Baroness Warsi: Muslims have moved faster than Tories on gay rights
The former Chair of the Conservative Party Baroness Warsi has weighed in on gay rights after a poll showed overwhelming opposition among British Muslims.
The ICM poll of 1000 Muslims was commissioned last week for Channel 4’s ‘What British Muslims Really Think’.
Just 18% of Muslims surveyed agreed that homosexuality should be legal in Britain, while 52% said it should be banned.
Nearly half (47%) said they would not be happy with a gay person being a teacher, while they were also overwhelmingly opposed to equal marriage.
Baroness Sayeeda Warsi, the former Chairman of the Conservative Party and Minister of State for Faith and Communities, challenged the conceptions that Muslims are moving slowly on the issue,
She said: “There is social conservatism, maybe even social intolerance, but most religious communities on the issue of homosexuality have been on a journey on this.

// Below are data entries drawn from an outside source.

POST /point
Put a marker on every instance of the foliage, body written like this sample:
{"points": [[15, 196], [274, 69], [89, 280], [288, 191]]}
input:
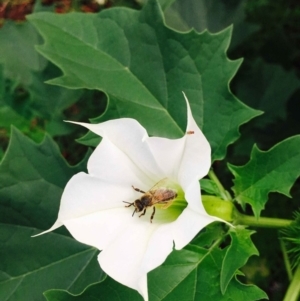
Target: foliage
{"points": [[81, 60]]}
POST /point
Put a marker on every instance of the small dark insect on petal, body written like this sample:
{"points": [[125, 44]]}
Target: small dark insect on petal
{"points": [[190, 132]]}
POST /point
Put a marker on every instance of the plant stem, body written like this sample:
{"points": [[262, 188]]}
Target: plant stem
{"points": [[265, 222], [293, 291], [286, 260], [224, 194]]}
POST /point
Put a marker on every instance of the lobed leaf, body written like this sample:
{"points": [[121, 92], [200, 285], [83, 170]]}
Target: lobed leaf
{"points": [[189, 274], [274, 170], [32, 179], [143, 67], [237, 254]]}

“So has my own party, so has the Church of England.
“But our community in Britain is 50 or 60 years old – we have moved faster than my party, which has been around much longer, or the Church.”
She added: “The Muslim community is conservative in its views, but that is no different to most other religious communities.
“If you compare attitudes to a group of evangelical Christians or Hasidic Jews you would find similarities.”
Baroness Warsi herself previously used overly homophobic language in campaign leaflets – claiming in 2005 that an equal age of consent and the abolition of Section 28 allowed “schoolchildren to be propositioned for homosexual relationships”.
She later claimed equal marriage would negatively impact faith groups.
However, she conceded she was “on the wrong side of history” about the issue and admitted she had been “wrong” in the past.